La más septentrional de las Marianas es Farallón de Pajaros. La isla se llama “Faro del Pacífico Occidental”, debido a sus frecuentes erupciones, y la última de ellas ocurrió en 1967. Medio siglo más tarde, la cima cubierta de lava de la isla sigue estando, en gran parte, desprovista de vegetación, y la caldera también en la cima es bastante prominente.

Hacia el sur encontramos las Islas Maug, un grupo de tres islas que marcan el borde parcialmente sumergido de un antiguo volcán. A diferencia de Farallon de Pajaros, en estas no ha existido actividad volcánica desde que se tenga memoria. Como resultado, las islas son bastante exuberantes, e incluso el domo de lava sumergida de 20 m (66 pies) por debajo de la superficie, está cubierto de coral.

Enseguida de las Maugs encontramos Asunción, que por desgracia es oscurecida por nubes en las imágenes de satélite, y a su vez, es seguida por Agrihan. Agrihan se eleva a más de 4,000 m (13,120 pies) desde el suelo marino, y su cumbre se encuentra 965 m (3,166 pies) sobre el nivel del mar, por lo que es el punto más alto no sólo en las Marianas sino en toda Micronesia. La Caldera tiene 2 km (1.3 millas) de ancho, e hizo erupción en 1917, causando la evacuación permanente de la única aldea de la isla. Al noroeste, bajo los árboles podemos ver el flujo de lava, que estalló sobre el borde de la caldera y terminó en el océano.

La isla de Pagan está formada por dos volcanes unidos por un estrecho istmo.
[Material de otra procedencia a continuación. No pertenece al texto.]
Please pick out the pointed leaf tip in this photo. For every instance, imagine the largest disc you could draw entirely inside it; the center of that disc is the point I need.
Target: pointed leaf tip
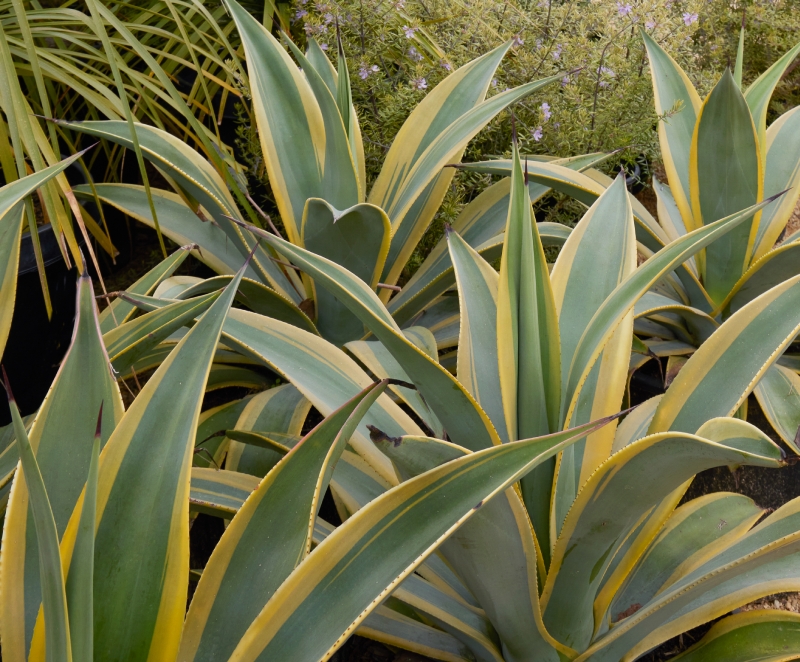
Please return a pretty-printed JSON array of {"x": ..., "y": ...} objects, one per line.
[
  {"x": 99, "y": 429},
  {"x": 7, "y": 385}
]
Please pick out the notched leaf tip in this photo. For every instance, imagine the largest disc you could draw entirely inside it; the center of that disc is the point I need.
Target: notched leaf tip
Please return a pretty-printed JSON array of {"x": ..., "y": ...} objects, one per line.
[
  {"x": 377, "y": 435},
  {"x": 7, "y": 385},
  {"x": 99, "y": 429}
]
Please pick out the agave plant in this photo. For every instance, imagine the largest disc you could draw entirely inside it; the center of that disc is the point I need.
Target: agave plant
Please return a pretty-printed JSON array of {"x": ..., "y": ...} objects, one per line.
[
  {"x": 612, "y": 565},
  {"x": 720, "y": 157},
  {"x": 313, "y": 154},
  {"x": 436, "y": 553}
]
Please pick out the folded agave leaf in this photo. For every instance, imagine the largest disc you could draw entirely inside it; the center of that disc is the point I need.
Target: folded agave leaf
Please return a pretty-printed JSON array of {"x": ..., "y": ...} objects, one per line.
[
  {"x": 61, "y": 437},
  {"x": 250, "y": 562},
  {"x": 278, "y": 414},
  {"x": 363, "y": 560},
  {"x": 616, "y": 497},
  {"x": 142, "y": 546},
  {"x": 719, "y": 376}
]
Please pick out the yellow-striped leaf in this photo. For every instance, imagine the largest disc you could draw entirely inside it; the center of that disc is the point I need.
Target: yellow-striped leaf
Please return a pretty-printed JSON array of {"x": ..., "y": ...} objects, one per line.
[
  {"x": 599, "y": 254},
  {"x": 250, "y": 562},
  {"x": 461, "y": 416},
  {"x": 363, "y": 560},
  {"x": 724, "y": 370},
  {"x": 725, "y": 175},
  {"x": 678, "y": 103},
  {"x": 616, "y": 497},
  {"x": 142, "y": 541},
  {"x": 781, "y": 172},
  {"x": 61, "y": 437}
]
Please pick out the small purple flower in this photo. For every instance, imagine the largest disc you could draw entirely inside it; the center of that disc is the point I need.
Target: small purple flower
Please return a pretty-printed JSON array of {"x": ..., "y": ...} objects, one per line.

El volcán del norte, Monte Pagan, surgió hace poco menos de 1,000 años y la erupción más reciente ocurrió en el 2010. Las fechas de las imágenes actuales son hasta 2005, 24 años después de la mayor erupción registrada en la historia de Pagan que provocó la evacuación de de los únicos dos pueblos en la isla – la última vez que cualquiera de las Islas Marianas del norte de la capital de Saipan eran habitadas de forma permanente. Los flujos de lava de 1981, son fácilmente identificables en las imágenes de satélite. Además, dos pequeños lagos se puede ver en la caldera colapsada directamente al oeste de la cumbre.

Alamagan es una isla mucho más pequeña (aproximadamente un cuarto del tamaño de Pagan) que no ha hecho erupción durante 1,000 años. La dirección de los flujos piroclásticos medievales todavía pueden ser fácilmente discernidos entre las plataformas de lava que sobresalen de los lados norte y sur de la isla. Incluso más pequeño que Alamagan, es el caso de Guguan. A pesar de su pequeño tamaño, Gugan en realidad cuenta con dos volcanes separados. El cono del volcán del norte surgió en 1883 y produjo las manchas negras de lava que aún son visibles.

El más meridional de los volcanes activos en las Marianas es el Anatahan con su forma distintiva. Esta isla es famosa por ser el hogar de un grupo de soldados japoneses hundidos Segunda Guerra Mundial, los sobrevivientes de los buques que se habían hundido frente a la costa vivieron en aislamiento en este lugar hasta 1951 negándose a aceptar que la guerra había terminado hacía seis años. La historia fue dramatizada en una película de 1953 de Josef von Sternberg.

Midiendo 10 km (6 millas) de largo, la primera erupción registrada de Anatahan tuvo lugar en el 2003, creando la enorme caldera oriental, que se observa aún despidiendo gases y humo a la atmósfera. La caldera occidental, por su parte, está parcialmente ocupada por un lago. Anatahan hizo erupción de nuevo en 2007, y esta se prolongó durante todo el año. A causa de estas erupciones, la mayor parte de la isla ha sido despojada de casi toda la vegetación.

La actividad volcánica en las Marianas persistirá por muchos años, y existen amplias probabilidades de que nuevas erupciones se darán en estas islas en un futuro próximo – lo que cambiará la forma de las islas una vez más (y nos dará una excusa para volver a ellas nuevamente en la Semana de Volcanes!)